Neste plano, a questão não é tanto a de falta de um enquadramento legislativo das soluções, mas sobretudo a de saber até onde irão os níveis da sua execução pela Administração pública. Deve considerar-se correta, em face da função social da propriedade, a exigência de níveis mínimos de produtividade, e de respeito por técnicas culturais adotadas, aliás esforço acompanhado e incentivado. Com efeito, nos termos do artigo 1.º da Lei n.º 1/1986, de 2.5, as «dehesas» incluídas no respetivo registo administrativo merecem da Administração agrária regional a comprovação da produção efetiva em termos de ganadaria extensiva e a determinação da produção potencial, designadamente de cortiça (a obter em função de um índice de potencialidade produtiva, de difícil concretização sobretudo quanto à avaliação da incidência climática, devendo a carga ganadeira e a produção da cortiça atingir 80% da carga animal ou da produção potencial, sem o que o proprietário, ou supletivamente a própria Administração, devem elaborar, aprovar e por em execução um plano de aproveitamento e melhoramento, que especificará medidas e avaliará investimentos a fazer para as atingir. Tudo sob penalizações administrativas e tributárias correspondentes a situações de aproveitamento deficiente.

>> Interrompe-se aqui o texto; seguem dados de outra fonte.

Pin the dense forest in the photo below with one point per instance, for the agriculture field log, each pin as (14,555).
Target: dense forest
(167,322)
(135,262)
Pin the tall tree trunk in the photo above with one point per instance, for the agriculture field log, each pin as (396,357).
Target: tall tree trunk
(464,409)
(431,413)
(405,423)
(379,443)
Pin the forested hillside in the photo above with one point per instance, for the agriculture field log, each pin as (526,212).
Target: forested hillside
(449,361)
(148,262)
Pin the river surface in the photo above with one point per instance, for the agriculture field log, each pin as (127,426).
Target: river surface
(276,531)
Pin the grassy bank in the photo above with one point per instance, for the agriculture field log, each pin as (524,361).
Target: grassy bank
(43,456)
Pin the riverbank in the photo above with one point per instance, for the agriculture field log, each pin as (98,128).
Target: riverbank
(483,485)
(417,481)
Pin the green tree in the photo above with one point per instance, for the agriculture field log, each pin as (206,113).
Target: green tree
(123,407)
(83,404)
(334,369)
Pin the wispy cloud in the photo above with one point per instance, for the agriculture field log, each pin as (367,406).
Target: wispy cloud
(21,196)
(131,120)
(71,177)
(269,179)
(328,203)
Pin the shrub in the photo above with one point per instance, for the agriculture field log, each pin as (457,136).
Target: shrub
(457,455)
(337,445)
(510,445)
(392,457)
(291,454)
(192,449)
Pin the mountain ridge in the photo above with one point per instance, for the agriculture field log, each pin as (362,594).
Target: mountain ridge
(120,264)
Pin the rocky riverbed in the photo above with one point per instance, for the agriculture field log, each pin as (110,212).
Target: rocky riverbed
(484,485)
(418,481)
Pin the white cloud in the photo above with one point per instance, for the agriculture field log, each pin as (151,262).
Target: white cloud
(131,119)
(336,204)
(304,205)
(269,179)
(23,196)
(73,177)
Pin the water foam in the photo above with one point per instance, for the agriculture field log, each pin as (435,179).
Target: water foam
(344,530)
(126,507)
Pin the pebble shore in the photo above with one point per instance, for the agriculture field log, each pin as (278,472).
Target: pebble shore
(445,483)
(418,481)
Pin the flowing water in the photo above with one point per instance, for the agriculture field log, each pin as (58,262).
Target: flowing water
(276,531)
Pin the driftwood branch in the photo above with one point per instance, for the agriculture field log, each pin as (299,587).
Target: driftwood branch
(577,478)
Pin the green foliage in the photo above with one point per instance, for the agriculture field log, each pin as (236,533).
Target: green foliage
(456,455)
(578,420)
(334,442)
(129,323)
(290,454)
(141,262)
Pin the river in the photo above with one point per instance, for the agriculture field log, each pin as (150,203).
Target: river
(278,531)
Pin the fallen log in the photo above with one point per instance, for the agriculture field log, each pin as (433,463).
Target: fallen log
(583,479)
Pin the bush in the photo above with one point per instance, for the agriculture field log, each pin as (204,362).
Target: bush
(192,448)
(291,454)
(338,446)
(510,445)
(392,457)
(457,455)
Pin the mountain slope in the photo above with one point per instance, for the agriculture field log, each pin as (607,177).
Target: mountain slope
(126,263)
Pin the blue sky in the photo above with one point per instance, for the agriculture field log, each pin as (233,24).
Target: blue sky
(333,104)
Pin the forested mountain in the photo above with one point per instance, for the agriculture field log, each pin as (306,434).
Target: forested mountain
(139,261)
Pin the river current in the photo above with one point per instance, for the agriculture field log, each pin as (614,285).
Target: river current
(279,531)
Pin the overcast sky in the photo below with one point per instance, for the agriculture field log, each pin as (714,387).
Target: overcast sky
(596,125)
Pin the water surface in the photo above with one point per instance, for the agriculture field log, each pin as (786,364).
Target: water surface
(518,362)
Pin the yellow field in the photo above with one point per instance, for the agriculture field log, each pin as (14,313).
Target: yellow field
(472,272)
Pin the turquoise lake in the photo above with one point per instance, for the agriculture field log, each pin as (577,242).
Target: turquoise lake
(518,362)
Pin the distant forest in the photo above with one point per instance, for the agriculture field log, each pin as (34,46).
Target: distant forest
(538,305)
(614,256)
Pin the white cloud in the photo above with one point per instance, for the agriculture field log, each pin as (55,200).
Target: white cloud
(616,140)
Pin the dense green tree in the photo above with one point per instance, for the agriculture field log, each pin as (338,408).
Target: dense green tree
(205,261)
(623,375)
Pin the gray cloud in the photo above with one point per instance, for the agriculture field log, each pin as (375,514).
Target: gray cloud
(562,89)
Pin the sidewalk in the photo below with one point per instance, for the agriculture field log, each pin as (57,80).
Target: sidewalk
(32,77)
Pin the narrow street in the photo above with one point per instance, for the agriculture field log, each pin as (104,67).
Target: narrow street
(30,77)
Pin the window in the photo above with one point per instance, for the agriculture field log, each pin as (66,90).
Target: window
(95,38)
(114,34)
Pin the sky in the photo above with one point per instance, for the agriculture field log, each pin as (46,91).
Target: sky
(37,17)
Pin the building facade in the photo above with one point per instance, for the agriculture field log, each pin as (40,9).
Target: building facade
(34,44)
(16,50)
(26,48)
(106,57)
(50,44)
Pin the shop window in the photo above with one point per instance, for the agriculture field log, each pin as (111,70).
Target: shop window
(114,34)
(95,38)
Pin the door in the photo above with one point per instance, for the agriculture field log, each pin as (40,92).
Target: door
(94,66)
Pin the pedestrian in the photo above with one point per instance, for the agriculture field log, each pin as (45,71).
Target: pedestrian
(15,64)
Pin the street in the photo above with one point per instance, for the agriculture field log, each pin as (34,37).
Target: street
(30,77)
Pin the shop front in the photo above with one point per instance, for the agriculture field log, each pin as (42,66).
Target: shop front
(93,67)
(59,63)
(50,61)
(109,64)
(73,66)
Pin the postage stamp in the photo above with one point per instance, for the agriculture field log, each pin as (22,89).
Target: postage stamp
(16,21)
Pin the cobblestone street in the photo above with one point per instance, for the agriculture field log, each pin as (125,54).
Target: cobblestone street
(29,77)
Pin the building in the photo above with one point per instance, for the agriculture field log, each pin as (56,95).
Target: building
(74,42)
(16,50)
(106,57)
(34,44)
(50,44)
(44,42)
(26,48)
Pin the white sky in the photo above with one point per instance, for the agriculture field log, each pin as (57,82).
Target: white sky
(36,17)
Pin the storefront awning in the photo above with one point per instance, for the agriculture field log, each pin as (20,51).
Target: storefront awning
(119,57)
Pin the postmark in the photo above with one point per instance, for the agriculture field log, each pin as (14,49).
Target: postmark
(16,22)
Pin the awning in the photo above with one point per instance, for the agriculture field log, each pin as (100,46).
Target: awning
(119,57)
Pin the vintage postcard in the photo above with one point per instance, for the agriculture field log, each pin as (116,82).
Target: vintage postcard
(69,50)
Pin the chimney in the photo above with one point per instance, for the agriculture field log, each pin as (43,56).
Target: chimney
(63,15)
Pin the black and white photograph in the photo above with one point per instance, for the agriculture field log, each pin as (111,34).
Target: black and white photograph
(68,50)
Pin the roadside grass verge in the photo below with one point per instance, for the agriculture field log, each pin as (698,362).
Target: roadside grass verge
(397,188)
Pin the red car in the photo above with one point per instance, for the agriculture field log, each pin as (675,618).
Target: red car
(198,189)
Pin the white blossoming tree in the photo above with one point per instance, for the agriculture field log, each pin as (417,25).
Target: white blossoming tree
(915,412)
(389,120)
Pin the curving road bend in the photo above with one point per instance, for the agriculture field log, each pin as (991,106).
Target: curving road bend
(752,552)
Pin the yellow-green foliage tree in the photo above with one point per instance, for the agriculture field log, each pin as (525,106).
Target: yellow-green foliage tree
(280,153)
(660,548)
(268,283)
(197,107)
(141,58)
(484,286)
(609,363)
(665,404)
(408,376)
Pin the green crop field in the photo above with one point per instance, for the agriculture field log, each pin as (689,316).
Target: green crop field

Os auxílios técnicos e económicos, constantes desde logo de empréstimos e subsídios, visam ajudar à unificação das diferentes titularidades dominiais, para potenciar o melhor aproveitamento das «dehesas».

Mas todas estas virtualidades têm aparecido na Extremadura como de aplicação e aproveitamento problemático (Filipe Leco Berrocal, o.c., sobretudo págs. 238 e seguintes).

Só o futuro poderá esclarecer até que ponto é possível «inverter certas evoluções negativas» nas situações dos montados mediterrânicos em geral. Em Portugal há legislação que pretende a sua defesa, através de medidas de interdição de atuações humanas dirigidas a várias espécies tratadas de modo isolado, desconhecendo-se a juridicamente a realidade ecossistémica em causa. Vejamos.

2.A PROTEÇAO DAS AZINHEIRAS E DOS SOBREIROS EM PORTUGAL

(Textos retirados de Condesso, F. -DIREITO DO URBANISMO.(...). Colaboração de Catarina Alexandra Condesso.Lisboa: Quid Juris, 1999, p.374 e ss.). A LEGISLAÇAO HOJE APLICÁVEL (A ATUALIZAR EM BREVE E QUE ENTRETANTO DEVE SER CONFERIDA PELOS ALUNOS PARA ATUALIZAÇAO DO ESTUDO) é o Decreto-lei n.º 169/2001, de 25 de Maio, alterado pelo Decreto-lei n.º 155/2004, de 30 de Junho, que estabelece medidas de protecção ao sobreiro e à azinheira.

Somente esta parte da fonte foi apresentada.